Jede Pfarrei sollte einen Caritaskreis haben - das wäre mein dringender Wunsch. Man nennt diese Kreise in Erinnerung an die großen Heiligen der Caritas auch "Vinzenz-Konferenz" oder "Elisabethgruppe". Hier ist aus meiner Sicht noch ein großes Potential. Solche Gruppen halten den Geist der Nächstenliebe und die soziale Gesinnung in einer Gemeinde wach.
Der Diözesancaritasverband ist die Dachorganisation aller caritativ tätigen Rechtsträger, Orden und Pfarrgemeinden im Bistum Görlitz. Welche Rolle, welche Bedeutung messen Sie der verbandlichen Caritas im Bezug auf Ihr Bistum aber auch mit Blick auf den Deutschen Caritasverband als bundesweite Dachorganisation zu?
Wir gehören zu den kleineren Verbänden innerhalb des Deutschen Caritasverbandes. Die Bedeutung unseres Verbandes sehe ich aber besonders in der Region, in der er wirkt. Brandenburg und Sachsen sind Länder, in denen es nur wenig Christen gibt. Die Präsenz der Caritas ist ein wichtiger Leuchtturm inmitten der säkularen Umwelt. Dieses Selbstbewusstsein wünsche ich unserem diözesanen Verband von ganzem Herzen.
Kirche und Gesellschaft haben sich in den Jahren seit der Wende verändert. Schlagworte sind demografischer Wandel, veränderte Familienstrukturen oder auch schwierige Haushaltslagen der Länder und Kommunen, aber auch der Kirche. Wir erleben ein starkes materielles Auseinanderdriften der Gesellschaft. Angesichts ihrer Einkommenssituation ist vielen Menschen eine gesellschaftliche Teilhabe kaum oder nur eingeengt möglich.
Wie bewerten Sie diese Entwicklung, bedarf es hier anderer Ansätze und wie sollten diese gegebenenfalls aussehen?
Die Veränderungen in den letzten beiden Jahrzehnten sind offensichtlich. Inzwischen ist eine junge Generation herangewachsen, die die DDR und deren Ende nur noch vom Erzählen kennt. Wir leben in einer offenen Gesellschaft, in der alles möglich ist - aber eben nicht alle Menschen am Wohlstand teilnehmen können.

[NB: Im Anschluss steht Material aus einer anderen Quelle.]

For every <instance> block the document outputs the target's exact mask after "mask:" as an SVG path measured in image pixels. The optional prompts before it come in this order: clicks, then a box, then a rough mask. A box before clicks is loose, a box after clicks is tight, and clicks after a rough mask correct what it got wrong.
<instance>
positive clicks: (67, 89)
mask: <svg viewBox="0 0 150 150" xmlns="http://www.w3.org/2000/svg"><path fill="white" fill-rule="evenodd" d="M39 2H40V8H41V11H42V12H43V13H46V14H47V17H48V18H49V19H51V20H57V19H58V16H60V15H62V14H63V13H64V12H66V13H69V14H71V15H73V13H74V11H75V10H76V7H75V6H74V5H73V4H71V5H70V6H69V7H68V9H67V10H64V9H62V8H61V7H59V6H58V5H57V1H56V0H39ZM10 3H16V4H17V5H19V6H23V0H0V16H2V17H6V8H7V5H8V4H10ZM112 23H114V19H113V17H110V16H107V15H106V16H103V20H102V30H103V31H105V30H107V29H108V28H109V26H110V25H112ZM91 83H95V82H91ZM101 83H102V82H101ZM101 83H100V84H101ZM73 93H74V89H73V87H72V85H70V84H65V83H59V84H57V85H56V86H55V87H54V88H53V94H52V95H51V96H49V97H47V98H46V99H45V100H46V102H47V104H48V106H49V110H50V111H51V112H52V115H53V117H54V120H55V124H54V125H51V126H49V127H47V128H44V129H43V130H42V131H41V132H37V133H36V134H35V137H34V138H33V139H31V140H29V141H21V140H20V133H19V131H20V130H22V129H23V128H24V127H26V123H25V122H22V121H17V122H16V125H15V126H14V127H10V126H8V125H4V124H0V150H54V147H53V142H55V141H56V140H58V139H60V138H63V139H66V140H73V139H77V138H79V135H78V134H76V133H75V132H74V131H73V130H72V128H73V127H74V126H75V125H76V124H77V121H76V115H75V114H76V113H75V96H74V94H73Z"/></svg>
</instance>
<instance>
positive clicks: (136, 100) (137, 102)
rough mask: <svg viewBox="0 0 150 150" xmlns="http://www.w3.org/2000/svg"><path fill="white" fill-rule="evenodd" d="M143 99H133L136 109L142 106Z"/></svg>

Die Kirche ist wohl derzeit dabei, zu erlernen, sich in dieser neuen "Luft" zurecht zu finden. Nicht alles können wir gutheißen, manches müssen wir aus der Sicht unseres Glaubens kritisieren. Wichtiger scheint mir aber, dass wir selbst Wege vorleben, die andere anstecken und die mit dem Evangelium konform sind. Dazu gehört unter anderem die selbstverständliche Solidarität mit den Schwachen und Armen, die es auch in unserer Mitte gibt. Dazu gehört das mutige Eintreten für die Familie - denn hier wachsen die künftigen Träger einer Gesellschaft heran, wenn die Familie ein verlässlicher Raum der Geborgenheit und des Vertrauens ist.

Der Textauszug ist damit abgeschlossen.